Riconoscere, accettare la propria diversità non deve necessariamente voler dire essere etichettati, emarginati, appartenere ad una “categoria” che non conosce al suo interno differenziazione, che non permette la costruzione di una propria identità, di una propria soggettività. Non vi può essere un autentico soggetto laddove l’esistenza si risolve nello svolgere un ruolo predisposto da altri al posto tuo. Si diventa soggetti quando c’è possibilità di scelta. E quanto più le tue scelte sono limitate per le tue condizioni fisiche, mentali o psichiche, tanto più quello spazio di libertà va assicurato, difeso e protetto.

Le “diagnosi”, le classificazioni a volte inevitabili, non devono mai enunciare una situazione irreversibile, né tanto meno uno “status sociale”.

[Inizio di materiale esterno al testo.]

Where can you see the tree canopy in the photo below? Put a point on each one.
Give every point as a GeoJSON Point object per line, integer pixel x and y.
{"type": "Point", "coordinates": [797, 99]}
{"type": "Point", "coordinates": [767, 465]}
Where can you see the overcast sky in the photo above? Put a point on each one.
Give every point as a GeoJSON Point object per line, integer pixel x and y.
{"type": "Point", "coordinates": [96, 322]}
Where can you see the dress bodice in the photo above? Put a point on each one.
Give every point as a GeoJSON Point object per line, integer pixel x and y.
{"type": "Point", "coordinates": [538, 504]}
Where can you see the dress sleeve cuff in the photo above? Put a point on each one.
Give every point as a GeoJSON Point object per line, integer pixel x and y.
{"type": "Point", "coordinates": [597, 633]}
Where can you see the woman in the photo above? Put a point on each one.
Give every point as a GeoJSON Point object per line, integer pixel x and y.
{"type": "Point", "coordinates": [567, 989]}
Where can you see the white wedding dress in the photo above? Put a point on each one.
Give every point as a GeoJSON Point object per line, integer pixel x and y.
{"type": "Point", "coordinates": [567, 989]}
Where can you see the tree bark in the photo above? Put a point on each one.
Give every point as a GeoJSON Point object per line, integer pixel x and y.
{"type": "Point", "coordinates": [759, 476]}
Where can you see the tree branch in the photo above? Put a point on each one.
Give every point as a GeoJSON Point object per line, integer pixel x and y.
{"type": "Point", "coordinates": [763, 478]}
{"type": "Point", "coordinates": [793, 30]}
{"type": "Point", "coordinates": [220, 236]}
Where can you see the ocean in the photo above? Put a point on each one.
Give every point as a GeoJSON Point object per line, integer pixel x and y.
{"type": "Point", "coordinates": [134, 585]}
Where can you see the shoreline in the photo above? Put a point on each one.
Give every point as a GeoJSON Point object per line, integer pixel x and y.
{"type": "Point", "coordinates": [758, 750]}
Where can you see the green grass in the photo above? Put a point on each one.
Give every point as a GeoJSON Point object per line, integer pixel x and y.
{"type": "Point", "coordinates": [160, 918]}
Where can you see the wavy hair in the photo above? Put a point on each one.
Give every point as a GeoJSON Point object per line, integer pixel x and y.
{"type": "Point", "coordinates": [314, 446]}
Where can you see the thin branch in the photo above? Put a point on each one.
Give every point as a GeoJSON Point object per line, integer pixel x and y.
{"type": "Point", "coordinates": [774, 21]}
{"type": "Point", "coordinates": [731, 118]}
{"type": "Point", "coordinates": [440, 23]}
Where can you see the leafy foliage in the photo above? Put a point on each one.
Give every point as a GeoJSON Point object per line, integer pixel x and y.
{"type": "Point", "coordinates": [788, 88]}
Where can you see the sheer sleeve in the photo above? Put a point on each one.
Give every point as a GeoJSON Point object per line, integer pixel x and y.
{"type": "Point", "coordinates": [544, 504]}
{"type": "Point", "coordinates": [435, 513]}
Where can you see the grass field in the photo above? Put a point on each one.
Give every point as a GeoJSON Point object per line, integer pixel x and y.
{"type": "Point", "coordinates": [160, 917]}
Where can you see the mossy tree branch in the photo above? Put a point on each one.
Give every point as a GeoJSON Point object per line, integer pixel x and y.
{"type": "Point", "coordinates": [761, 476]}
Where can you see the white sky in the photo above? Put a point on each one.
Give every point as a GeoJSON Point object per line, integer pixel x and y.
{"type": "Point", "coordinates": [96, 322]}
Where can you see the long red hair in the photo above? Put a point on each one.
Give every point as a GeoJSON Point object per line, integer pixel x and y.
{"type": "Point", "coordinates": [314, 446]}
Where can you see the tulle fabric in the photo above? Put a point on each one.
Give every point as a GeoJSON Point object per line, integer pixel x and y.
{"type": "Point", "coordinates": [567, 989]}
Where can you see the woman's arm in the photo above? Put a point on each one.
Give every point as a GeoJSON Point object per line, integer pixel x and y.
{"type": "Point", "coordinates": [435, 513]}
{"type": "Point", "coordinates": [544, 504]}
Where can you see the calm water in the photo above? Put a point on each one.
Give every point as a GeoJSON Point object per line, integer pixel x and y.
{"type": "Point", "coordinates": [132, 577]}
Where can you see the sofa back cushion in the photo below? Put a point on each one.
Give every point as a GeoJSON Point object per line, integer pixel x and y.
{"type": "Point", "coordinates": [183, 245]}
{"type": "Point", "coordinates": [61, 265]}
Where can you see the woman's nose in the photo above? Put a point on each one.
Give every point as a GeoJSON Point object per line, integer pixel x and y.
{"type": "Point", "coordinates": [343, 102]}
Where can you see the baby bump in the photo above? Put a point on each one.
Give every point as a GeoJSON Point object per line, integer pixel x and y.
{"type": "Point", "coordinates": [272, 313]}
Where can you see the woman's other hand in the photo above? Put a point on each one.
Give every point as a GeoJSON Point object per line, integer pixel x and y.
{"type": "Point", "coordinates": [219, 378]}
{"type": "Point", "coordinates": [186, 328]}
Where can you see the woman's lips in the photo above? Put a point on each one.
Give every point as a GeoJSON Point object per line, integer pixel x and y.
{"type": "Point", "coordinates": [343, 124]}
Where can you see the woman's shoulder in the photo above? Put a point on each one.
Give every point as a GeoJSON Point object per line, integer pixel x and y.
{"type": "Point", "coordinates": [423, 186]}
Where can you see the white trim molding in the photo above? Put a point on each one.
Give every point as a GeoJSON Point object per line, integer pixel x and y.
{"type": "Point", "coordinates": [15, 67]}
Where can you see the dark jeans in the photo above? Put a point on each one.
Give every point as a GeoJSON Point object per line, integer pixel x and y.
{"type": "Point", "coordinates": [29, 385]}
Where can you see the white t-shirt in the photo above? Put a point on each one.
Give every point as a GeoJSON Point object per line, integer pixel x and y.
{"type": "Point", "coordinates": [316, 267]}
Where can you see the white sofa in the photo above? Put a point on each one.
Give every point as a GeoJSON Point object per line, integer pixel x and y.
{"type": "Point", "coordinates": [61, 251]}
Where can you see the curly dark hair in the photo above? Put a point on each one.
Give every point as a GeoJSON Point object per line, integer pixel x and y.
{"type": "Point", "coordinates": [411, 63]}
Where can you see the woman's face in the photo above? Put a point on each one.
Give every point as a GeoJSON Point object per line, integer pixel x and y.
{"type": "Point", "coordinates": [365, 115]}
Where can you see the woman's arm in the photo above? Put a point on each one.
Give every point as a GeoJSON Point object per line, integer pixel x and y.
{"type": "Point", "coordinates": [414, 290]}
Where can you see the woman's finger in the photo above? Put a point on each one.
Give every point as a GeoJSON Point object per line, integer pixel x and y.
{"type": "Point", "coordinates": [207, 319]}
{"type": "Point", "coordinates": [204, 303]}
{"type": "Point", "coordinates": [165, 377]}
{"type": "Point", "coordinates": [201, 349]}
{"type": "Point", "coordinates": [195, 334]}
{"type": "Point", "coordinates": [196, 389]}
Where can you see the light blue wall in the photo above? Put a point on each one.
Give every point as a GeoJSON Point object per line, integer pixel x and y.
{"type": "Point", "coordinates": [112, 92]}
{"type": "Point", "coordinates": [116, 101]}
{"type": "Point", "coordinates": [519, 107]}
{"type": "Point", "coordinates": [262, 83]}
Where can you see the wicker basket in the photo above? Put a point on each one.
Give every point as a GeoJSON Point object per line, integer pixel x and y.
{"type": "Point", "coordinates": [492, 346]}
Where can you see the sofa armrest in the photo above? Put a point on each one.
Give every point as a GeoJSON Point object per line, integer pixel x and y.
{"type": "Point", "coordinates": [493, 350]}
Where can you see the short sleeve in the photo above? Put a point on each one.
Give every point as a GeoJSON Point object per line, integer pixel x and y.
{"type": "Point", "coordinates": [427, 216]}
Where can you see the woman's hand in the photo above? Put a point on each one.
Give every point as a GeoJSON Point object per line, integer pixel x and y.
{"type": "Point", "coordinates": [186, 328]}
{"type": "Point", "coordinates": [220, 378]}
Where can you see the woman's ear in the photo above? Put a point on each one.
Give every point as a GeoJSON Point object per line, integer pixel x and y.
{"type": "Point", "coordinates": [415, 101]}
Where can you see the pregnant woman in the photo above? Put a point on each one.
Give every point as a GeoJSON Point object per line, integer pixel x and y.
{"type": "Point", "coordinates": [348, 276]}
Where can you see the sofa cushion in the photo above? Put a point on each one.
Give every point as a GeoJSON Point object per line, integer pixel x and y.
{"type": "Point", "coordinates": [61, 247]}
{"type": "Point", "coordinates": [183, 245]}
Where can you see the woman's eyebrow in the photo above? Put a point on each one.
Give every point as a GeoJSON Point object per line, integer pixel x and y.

Bisogna sempre riportare al centro dell’attenzione la persona con la sua identità e individualità. Solo allora avremo un “chi” e non un “che cosa” come dice Oliver Sacks.

“Bisogna uscire dal pregiudizio che sta alla base delle definizioni “incurabili”, “irrecuperabili” le quali stabiliscono un limite di tempo oltre il quale non è possibile il recupero. Non esiste nessun limite se non nell’idea di chi non sa come affrontarlo, di chi crede di non poter fare di più” (5).

Chi è portatore di un handicap ci consegna come valore importante la scoperta della lentezza come indispensabile prerogativa per l’ascolto e la costruzione di rapporti veramente e profondamente validi. Chi non ritrova questo valore, difficilmente saprà ritrovare il dialogo, non quello che scavalca l’altro, ma quello che si mette in ascolto degli altri e di se stessi.

Emilia De Rienzo e Costanza Saccoccio

 

 

NOTE

1 – Da La Repubblica del 12/05/04: Umberto Galimberti – Ma noi non siamo vittime.

2 – Ronaid D. Laing, La politica dell’esperienza, 1980, Feltrinelli, Milano.

3 – Erving Goffman – Stigma. L’identità negata. – 1970, Laterza, Bari.

4 – Oliver Sacks, L’uomo che scambiò sua moglie per un cappello, 1986, Adelphi, Milano

5 – Giulia Basano, Nicola. Un’adozione coraggiosa, 1999, Rosenberg & Sellier, Torino così dice Giulia Basano, madre adottiva di un bambino gravemente handicappato.